ALİ DEMİRTAŞ
Tiyatro ve sinemada olduğu gibi televizyon ekranlarında da oyunculuğunu konuşturan usta isimlerden Erdal Özyağcılar, bugünlerde 'Benim Güzel Ailem' dizisinde TRT ekranında seyircisiyle buluşuyor. 'Ah Güzel İstanbul', 'Çöpçüler Kralı' ve 'Kibar Feyzo' gibi kült Yeşilçam filmleriyle gönüllerimizde yer eden sonrasında Şehir Tiyatroları'na uzun yıllar emek veren Özyağcılar, 'Bizimkiler' dizisiyle başlayan TRT yolculuğunu 'Balkan Ninnisi' ve 'Benim Güzel Ailem'le devam ettiriyor. Tabii Erdal Özyağcılar denilince 'Elveda Rumeli'yi anmamak olmaz. Ömrünün neredeyse her ânını oyunculukla dolduran büyük usta Akşam Cumartesi'den Ali Demirtaş'ın sorularını cevapladı.
GÖKLERDE UÇMAK GİBİ
Özyağcılar oyunculuğun kendisindeki karşılığını, "Oyunculuk benim aşkım. Paraşütle atlamak, göklerde uçmak gibi bir şey. Bir karakteri seyirciye kabul ettirmek, o rolün renklerini kafamda bulmak, senaryonun içine yerleştirmek, senaryonun içine yerleşirken onun doğru bir şekilde aktarıldığını görmek yönetmen tarafından; tüm bunların hepsi benim için adrenalin kaynağı" şeklinde açıklarken oyunculukta eğitimin önemini ise şöyle vurguladı: "Açıkçası 'Ben bu işi biliyorum' diye bir şey yok.

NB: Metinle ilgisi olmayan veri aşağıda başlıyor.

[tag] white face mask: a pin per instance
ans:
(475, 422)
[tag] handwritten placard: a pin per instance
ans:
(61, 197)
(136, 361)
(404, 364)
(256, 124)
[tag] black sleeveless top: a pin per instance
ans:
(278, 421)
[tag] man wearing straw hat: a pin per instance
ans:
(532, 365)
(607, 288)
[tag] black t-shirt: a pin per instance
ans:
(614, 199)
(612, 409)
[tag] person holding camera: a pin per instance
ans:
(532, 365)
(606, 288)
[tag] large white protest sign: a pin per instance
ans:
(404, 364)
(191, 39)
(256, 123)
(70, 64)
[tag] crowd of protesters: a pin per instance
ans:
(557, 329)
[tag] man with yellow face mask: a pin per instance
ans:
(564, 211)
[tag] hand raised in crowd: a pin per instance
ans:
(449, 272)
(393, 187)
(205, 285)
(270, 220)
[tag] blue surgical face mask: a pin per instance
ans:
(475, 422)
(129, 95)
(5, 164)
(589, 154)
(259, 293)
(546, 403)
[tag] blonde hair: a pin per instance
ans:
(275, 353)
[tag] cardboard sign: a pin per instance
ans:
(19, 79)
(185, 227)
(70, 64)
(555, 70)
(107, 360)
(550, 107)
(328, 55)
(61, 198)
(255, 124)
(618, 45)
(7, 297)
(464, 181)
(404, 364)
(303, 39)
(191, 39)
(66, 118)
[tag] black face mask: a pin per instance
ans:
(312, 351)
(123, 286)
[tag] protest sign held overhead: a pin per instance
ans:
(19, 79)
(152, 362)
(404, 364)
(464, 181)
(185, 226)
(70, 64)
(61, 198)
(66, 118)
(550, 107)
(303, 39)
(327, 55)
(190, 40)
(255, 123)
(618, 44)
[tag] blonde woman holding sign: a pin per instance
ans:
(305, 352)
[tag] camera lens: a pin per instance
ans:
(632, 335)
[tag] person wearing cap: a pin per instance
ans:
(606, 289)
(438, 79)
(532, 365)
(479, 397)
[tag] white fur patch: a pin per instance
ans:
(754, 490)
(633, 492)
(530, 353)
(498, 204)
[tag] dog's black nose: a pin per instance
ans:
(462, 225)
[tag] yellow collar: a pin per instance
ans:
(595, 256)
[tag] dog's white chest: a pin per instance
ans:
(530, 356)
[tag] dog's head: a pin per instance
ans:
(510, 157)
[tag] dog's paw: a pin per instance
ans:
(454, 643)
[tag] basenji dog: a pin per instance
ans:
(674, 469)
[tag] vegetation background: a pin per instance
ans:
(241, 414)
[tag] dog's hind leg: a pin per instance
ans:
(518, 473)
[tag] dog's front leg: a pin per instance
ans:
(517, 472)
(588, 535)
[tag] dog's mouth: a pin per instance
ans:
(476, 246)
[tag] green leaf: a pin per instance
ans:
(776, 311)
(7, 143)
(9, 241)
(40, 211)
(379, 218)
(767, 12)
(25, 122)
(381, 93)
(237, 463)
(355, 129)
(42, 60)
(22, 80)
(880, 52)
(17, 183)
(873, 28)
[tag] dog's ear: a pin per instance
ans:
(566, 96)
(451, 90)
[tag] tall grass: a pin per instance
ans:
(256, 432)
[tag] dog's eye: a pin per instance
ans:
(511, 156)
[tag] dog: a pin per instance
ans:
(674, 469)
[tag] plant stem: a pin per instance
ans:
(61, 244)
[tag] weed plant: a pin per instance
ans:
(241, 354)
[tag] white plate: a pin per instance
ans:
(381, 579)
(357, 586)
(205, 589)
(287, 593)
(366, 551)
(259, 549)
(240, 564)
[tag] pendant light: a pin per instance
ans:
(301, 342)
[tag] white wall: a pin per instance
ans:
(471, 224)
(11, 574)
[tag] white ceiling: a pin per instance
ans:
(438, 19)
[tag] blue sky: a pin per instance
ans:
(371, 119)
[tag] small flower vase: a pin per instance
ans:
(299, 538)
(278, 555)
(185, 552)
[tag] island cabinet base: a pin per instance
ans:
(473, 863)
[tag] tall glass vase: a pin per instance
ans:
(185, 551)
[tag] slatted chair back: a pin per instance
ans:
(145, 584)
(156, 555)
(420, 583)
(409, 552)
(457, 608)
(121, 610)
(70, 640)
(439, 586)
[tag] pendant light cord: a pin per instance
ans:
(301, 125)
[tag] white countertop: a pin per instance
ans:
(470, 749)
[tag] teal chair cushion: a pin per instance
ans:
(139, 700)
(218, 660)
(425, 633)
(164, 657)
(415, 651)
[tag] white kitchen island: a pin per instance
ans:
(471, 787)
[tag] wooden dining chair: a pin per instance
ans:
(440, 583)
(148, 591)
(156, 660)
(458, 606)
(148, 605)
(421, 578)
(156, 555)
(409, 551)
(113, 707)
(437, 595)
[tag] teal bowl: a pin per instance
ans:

Bir insan bir meslek edinmek istiyorsa, önce o mesleğin Türkiye'deki eğitim durumuna bakmalı. Ben de bu eğitim sürecini konservatuvardan yana kullandım. Hatta hukuk fakültesinde okuyordum ikinci sınıfa kadar da gelmiştim ama içimde oyunculuk olduğu için bıraktım. Ailem de çok saygı duydu bu kararıma. Beni devamlı desteklediler. Daha konservatuardayken Yıldız Hoca'nın oyunlarında oynamaya başladım."
EŞİT MESAFEDEYİM
"Ben tüm siyasi yapılara eşit mesafedeyim daima. Hiçbir zaman mesafemi bozmadım. Türkiye'ye bir çivi çakan benim için mübarektir. Ama çakmayana da "Niye çakmıyorsun?" demem. Bu onun sorunudur. Zaten halkımız görüyor her şeyi" açıklamasında bulunan Özyağcılar, "Yaşamım boyunca bugüne kadar üç tane ihtilal geçirdim ve hiçbir zaman Türkiye adına umudumu kaybetmedim" diyor. Özyağcılar sektöre dair de eleştirilerde bulundu. Usta oyuncu sektörün en büyük eksiğinin saygı olduğunu söyledi: "Saygı çok önemli, özellikle bizim meslekte. Ama bizim sektörde bunun eksik olduğunu düşünüyorum. Eskiden de bu eksiklik vardı ama biz onları yaşamadık. Mesleğin ustalarına saygıyı, oturup kalkmayı okulda ve tiyatrolarda ustaların yanında öğrendik. Saygı bir incelik... Bu teknolojik çağda, ne yazık ki yeni kuşaklar sadece klavye ve telefon başında olduğu sürece saygı çok zor. Çünkü saygı yaşanarak öğrenilen bir şey."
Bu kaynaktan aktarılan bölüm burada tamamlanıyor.